Another question involving the Catechism's use of Scripture is an issue I have briefly touched on before, that is, the practice of cherry-picking, or as scholars say today, "proof-texting." For centuries the Catholic method of "doing theology" was propositional: a premise was put forward, arguments raised, and then the premise was defended by statements in its defense. This method of Catholic theology dates back to early medieval times in the West, but it is actually a heritage from Socrates and Aristotle long before Christ. For this reason logic and rhetoric were main staples in a medieval university's curriculum. The "premises" were doctrinal and judicial statements held by the Church, fortified over time by the expansion of defenses. Scripture study as a discipline was put at the service of the Church Body. The study of Scripture as a fully independent discipline, with attention to literary forms, linguistics, intent of authors, understanding of inspiration, archaeology, liturgical use, writings of the Fathers, secular historical sources and the like, in the scale we have today, is a post-Enlightenment development that did not penetrate Catholicism till the twentieth century, with Pius XII's blessing in 1943.
The renewal of Scripture study is no doubt one of the driving forces of Vatican II and certainly permeates its documents. My concern about the Catechism is its appearance of deploying the older scholastic approach to Scripture as "proof-texting." Taken as a whole, the text does not appear "Biblically driven" in its organization and priorities.
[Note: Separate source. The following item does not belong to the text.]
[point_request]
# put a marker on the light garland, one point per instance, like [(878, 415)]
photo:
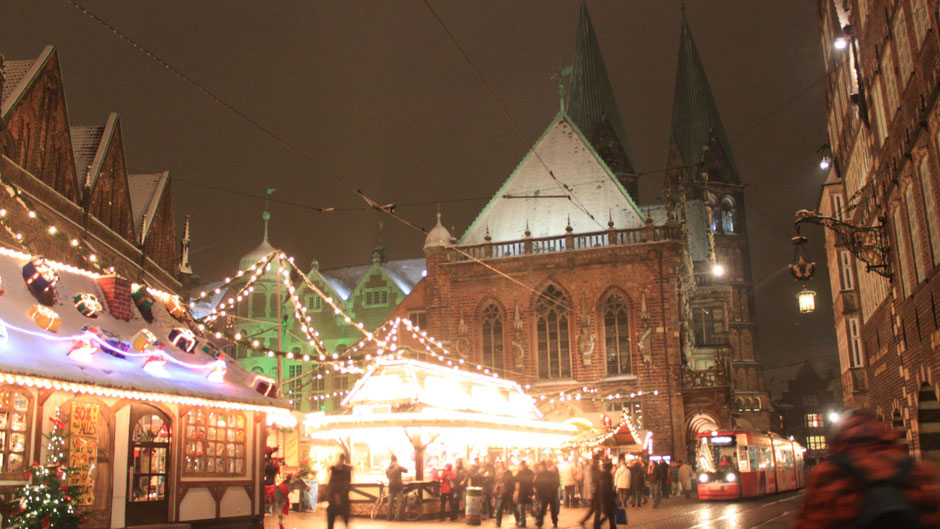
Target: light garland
[(104, 391), (80, 247)]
In the ever present tension of Scripture and Tradition in the life of the Church, I have the impression that the Catechism as a whole is Tradition-driven at the expense of Scripture. In Roman Catholic self-understanding, Scripture and Tradition are both necessities; it was, after all, the “tradition” of usage that led the Church to determine the precise corpus of New Testament books in the first centuries of Christianity. As we look at the developments in Vatican II in other posts, it will become evident that the Council Fathers wrestled with a terminology to describe the relationship of the Church body over time with the reality of revealed Scriptures.
My educational concern is that the layout of the Catechism does not do full justice to Scripture’s importance. One need not go to the extremes of Luther to understand that it is Scripture which stokes the engine, not propositions, important as they may be. This is the cost of the Catechism’s dependence on its Roman predecessor of the sixteenth century, and it is unfortunate.